Sungguh aku benar-benar akan mengazabnya dengan azab yang keras atau
benar-benar menyembelihnya kecuali jika benar-benar dia datang kepadaku dengan
alasan yang terang". Maka tidak lama kemudian (datanglah hud-hud), lalu ia
berkata: "Aku telah mengetahui sesuatu yang kamu belum mengetahuinya; dan
kubawa kepadamu dari negeri Saba suatu berita penting yang diyakini.
Sesungguhnya aku menjumpai seorang wanita yang memerintah mereka, dan dia dianugerahi
segala sesuatu serta mempunyai singgasana yang besar. Aku mendapati dia dan
kaumnya menyembah matahari, selain Allah; dan syaitan telah menjadikan mereka
memandang indah perbuatan-perbuatan mereka lalu menghalangi mereka dari jalan
(Allah), sehingga mereka tidak dapat petunjuk, agar mereka tidak menyembah
Allah yang mengeluarkan apa yang terpendam di langit dan di bumi dan yang
mengetahui apa yang kamu sembunyikan dan apa yang kamu nyatakan. Allah, tiada
Tuhan yang disembah kecuali Dia, Tuhan yang mempunyai 'Arsy yang besar".

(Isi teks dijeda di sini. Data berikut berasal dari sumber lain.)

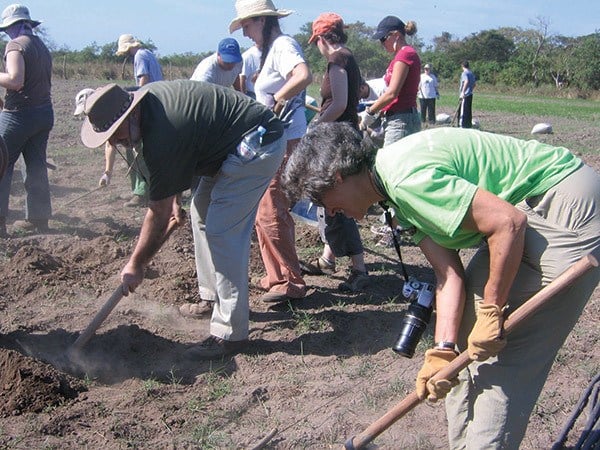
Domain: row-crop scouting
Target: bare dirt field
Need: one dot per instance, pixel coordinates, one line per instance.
(319, 370)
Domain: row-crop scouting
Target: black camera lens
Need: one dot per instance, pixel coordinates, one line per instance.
(413, 325)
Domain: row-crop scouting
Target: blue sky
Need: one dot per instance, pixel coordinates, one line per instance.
(179, 26)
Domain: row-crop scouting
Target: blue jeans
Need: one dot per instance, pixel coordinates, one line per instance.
(398, 126)
(26, 132)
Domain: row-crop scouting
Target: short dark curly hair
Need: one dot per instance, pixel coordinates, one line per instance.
(325, 150)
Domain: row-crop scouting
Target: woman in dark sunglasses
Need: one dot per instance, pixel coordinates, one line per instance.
(398, 103)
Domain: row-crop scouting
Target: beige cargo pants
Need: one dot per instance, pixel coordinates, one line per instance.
(490, 408)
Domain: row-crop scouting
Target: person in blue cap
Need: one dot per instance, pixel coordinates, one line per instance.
(223, 67)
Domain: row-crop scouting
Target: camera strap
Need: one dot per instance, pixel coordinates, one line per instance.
(388, 219)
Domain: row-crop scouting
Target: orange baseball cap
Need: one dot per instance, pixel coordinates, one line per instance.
(325, 23)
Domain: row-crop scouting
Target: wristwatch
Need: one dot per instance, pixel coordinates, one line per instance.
(446, 345)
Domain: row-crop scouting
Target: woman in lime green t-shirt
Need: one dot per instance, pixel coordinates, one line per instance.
(532, 209)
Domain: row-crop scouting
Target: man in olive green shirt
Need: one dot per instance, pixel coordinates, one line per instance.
(186, 128)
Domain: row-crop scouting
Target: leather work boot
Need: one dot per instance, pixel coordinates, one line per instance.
(31, 225)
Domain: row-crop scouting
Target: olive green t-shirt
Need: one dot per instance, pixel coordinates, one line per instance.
(190, 127)
(431, 177)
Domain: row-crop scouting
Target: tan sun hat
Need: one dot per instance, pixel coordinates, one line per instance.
(126, 41)
(80, 99)
(246, 9)
(15, 13)
(105, 110)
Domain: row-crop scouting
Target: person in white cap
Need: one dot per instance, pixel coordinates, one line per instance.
(27, 117)
(427, 94)
(222, 67)
(146, 69)
(284, 76)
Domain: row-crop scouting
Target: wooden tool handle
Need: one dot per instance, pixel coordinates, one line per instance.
(85, 336)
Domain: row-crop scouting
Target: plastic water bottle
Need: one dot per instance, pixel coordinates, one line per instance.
(250, 145)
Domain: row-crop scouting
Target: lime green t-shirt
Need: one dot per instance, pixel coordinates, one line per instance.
(431, 177)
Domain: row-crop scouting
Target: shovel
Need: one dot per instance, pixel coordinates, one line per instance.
(110, 304)
(462, 361)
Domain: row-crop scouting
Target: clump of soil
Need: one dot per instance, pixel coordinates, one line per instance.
(29, 385)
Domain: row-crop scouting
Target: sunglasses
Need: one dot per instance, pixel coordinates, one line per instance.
(385, 38)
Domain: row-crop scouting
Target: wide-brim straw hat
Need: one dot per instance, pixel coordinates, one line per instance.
(105, 111)
(247, 9)
(15, 13)
(126, 42)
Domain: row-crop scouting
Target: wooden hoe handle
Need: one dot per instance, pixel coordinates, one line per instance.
(461, 361)
(110, 304)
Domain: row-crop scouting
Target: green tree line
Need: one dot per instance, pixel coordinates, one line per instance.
(506, 56)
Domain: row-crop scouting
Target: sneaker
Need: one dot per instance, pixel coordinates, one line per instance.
(380, 230)
(385, 241)
(356, 282)
(273, 297)
(31, 225)
(196, 310)
(135, 201)
(320, 266)
(215, 348)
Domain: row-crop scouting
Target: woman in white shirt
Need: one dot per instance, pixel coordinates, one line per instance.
(284, 74)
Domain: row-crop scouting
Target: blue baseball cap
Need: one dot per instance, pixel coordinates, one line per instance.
(229, 50)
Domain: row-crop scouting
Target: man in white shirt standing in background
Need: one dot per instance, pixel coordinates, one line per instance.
(427, 94)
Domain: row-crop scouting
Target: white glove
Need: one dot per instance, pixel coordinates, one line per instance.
(368, 119)
(104, 180)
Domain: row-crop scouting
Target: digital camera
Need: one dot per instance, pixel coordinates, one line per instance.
(421, 296)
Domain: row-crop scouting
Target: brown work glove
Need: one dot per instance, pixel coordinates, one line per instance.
(435, 360)
(486, 338)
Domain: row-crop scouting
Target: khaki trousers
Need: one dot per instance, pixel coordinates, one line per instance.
(223, 210)
(490, 408)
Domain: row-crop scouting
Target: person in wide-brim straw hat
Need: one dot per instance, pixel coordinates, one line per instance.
(16, 13)
(105, 111)
(247, 9)
(125, 43)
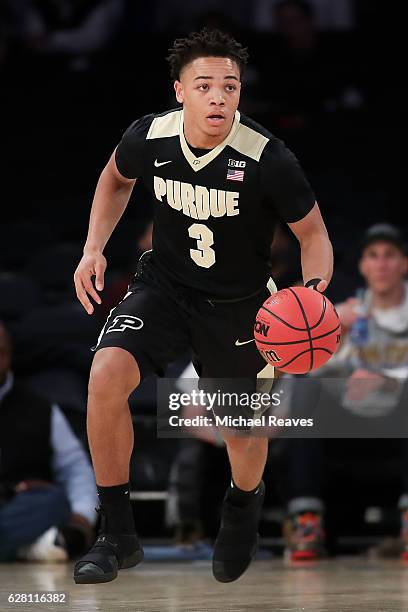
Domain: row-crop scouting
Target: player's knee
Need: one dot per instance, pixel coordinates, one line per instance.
(114, 373)
(237, 444)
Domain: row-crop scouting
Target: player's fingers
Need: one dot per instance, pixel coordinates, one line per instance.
(82, 297)
(90, 289)
(322, 286)
(99, 280)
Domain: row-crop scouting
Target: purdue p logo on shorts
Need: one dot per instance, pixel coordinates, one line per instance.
(122, 322)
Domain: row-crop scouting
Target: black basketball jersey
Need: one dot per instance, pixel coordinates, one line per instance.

Berkata Sulaiman: "Akan Kami lihat, apa kamu benar, ataukah kamu Termasuk
orang-orang yang berdusta. Pergilah dengan (membawa) suratku ini, lalu jatuhkan
kepada mereka, kemudian berpalinglah dari mereka, lalu perhatikanlah apa yang
mereka bicarakan". Berkata ia
(Balqis): "Hai pembesar-pembesar, Sesungguhnya telah dijatuhkan kepadaku
sebuah surat yang mulia. Sesungguhnya
surat itu, dari Sulaiman dan Sesungguhnya (isi)nya: "Dengan menyebut nama
Allah yang Maha Pemurah lagi Maha Penyayang. Bahwa janganlah kamu sekalian Berlaku
sombong terhadapku dan datanglah kepadaku sebagai orang-orang yang berserah
diri". Berkata dia (Balqis): "Hai Para pembesar berilah aku
pertimbangan dalam urusanku (ini) aku tidak pernah memutuskan sesuatu persoalan
sebelum kamu berada dalam majelis(ku)". Mereka menjawab: "Kita adalah
orang-orang yang memiliki kekuatan dan (juga) memiliki keberanian yang sangat
(dalam peperangan), dan keputusan berada ditanganmu: Maka pertimbangkanlah apa
yang akan kamu perintahkan". Dia berkata: "Sesungguhnya raja-raja
apabila memasuki suatu negeri, niscaya mereka membinasakannya, dan menjadikan
penduduknya yang mulia jadi hina; dan demikian pulalah yang akan mereka
perbuat. Dan sesungguhnya aku akan mengirim utusan kepada mereka dengan
(membawa) hadiah, dan (aku akan) menunggu apa yang akan dibawa kembali oleh
utusan-utusan itu". Maka tatkala utusan itu sampai kepada Sulaiman,
Sulaiman berkata: "Apakah (patut) kamu menyogok aku dengan harta? Maka apa
yang diberikan Allah kepadaku lebih baik daripada apa yang diberikan-Nya
kepadamu; tetapi kamu merasa bangga dengan hadiahmu. Kembalilah kepada mereka
sungguh kami akan mendatangi mereka dengan balatentara yang mereka tidak kuasa melawannya,
dan pasti kami akan mengusir mereka dari negeri itu (Saba) dengan terhina dan
mereka menjadi (tawanan-tawanan) yang hina dina". Berkata Sulaiman:
"Hai pembesar-pembesar, siapakah di antara kamu sekalian yang sanggup
membawa singgasananya kepadaku sebelum mereka datang kepadaku sebagai
orang-orang yang berserah diri". Berkata 'Ifrit (yang cerdik) dari
golongan jin: "Aku akan datang kepadamu dengan membawa singgsana itu
kepadamu sebelum kamu berdiri dari tempat dudukmu; Sesungguhnya aku benar-benar
kuat untuk membawanya lagi dapat dipercaya". Berkatalah seorang yang
mempunyai ilmu dari AI Kitab: "Aku akan membawa singgasana itu kepadamu
sebelum matamu berkedip". Maka tatkala Sulaiman melihat singgasana itu
terletak di hadapannya, ia pun berkata: "Ini Termasuk karunia Tuhanku
untuk mencoba aku Apakah aku bersyukur atau mengingkari (akan nikmat-Nya). dan
Barangsiapa yang bersyukur maka Sesungguhnya dia bersyukur untuk (kebaikan)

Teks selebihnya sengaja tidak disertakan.